Nonlinear Estimation Procedures - Function Minimization Algorithms

Now that we have discussed different regression models, and the loss functions that can be used to estimate them, the only "mystery" that is left is how to minimize the loss functions (to find the best fitting set of parameters), and how to estimate the standard errors of the parameter estimates. Nonlinear Estimation uses one very efficient general algorithm (quasi-Newton) that approximates the second-order derivatives of the loss function to guide the search for the minimum (i.e., for the best parameter estimates, given the respective loss function).

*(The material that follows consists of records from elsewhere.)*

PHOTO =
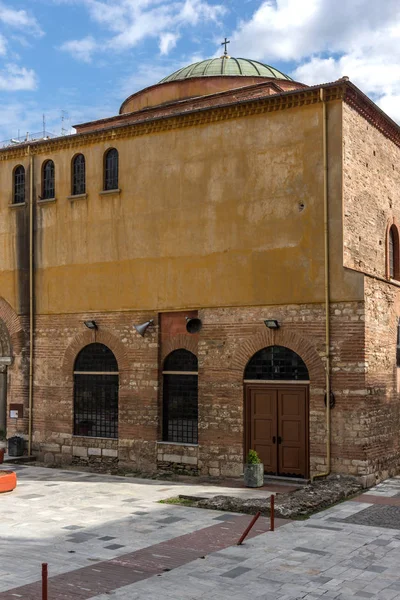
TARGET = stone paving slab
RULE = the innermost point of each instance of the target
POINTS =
(326, 556)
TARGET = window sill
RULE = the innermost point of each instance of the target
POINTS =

For nonlinear least-squares regression (i.e., nonlinear regression functions, and the least-squares loss function), Nonlinear Estimation includes a dedicated algorithm that is very efficient and robust, and is the recommended estimation method when analyzing large data sets and using the least-squares loss function): The Levenberg-Marquardt algorithm (Levenberg, 1944; Marquardt, 1963; see also Moré, 1977).

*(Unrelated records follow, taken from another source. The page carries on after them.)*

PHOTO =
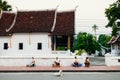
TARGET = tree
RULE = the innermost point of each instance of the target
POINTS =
(113, 15)
(85, 41)
(95, 27)
(5, 6)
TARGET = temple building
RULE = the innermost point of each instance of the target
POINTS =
(27, 32)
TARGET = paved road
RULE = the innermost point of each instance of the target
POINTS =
(97, 61)
(66, 76)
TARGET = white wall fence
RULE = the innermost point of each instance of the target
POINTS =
(111, 60)
(41, 60)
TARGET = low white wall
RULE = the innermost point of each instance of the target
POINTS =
(23, 60)
(111, 60)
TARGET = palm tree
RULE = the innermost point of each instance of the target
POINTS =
(4, 6)
(95, 27)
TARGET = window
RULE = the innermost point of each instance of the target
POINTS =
(39, 46)
(5, 46)
(20, 46)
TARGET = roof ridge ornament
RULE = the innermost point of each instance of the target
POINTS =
(14, 21)
(55, 18)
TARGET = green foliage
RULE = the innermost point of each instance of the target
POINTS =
(5, 6)
(115, 31)
(87, 42)
(80, 52)
(104, 39)
(113, 15)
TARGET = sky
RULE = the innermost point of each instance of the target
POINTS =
(87, 12)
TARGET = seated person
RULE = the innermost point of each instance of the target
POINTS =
(87, 62)
(57, 62)
(76, 62)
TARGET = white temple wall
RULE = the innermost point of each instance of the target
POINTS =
(30, 43)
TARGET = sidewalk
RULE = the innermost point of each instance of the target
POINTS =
(64, 68)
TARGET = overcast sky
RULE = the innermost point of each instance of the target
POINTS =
(88, 12)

In addition, Nonlinear Estimation offers several more general function minimization algorithms that follow different search strategies (which do not depend on the evaluation of derivatives). These strategies are sometimes more effective for estimating loss functions with local minima; therefore, these methods are often particularly useful to find appropriate start values for the estimation via the quasi-Newton method.

In all cases, STATISTICA can compute (by request) the standard errors of the parameter estimates. These standard errors are based on the second-order partial derivatives for the parameters, which are computed via finite difference approximation.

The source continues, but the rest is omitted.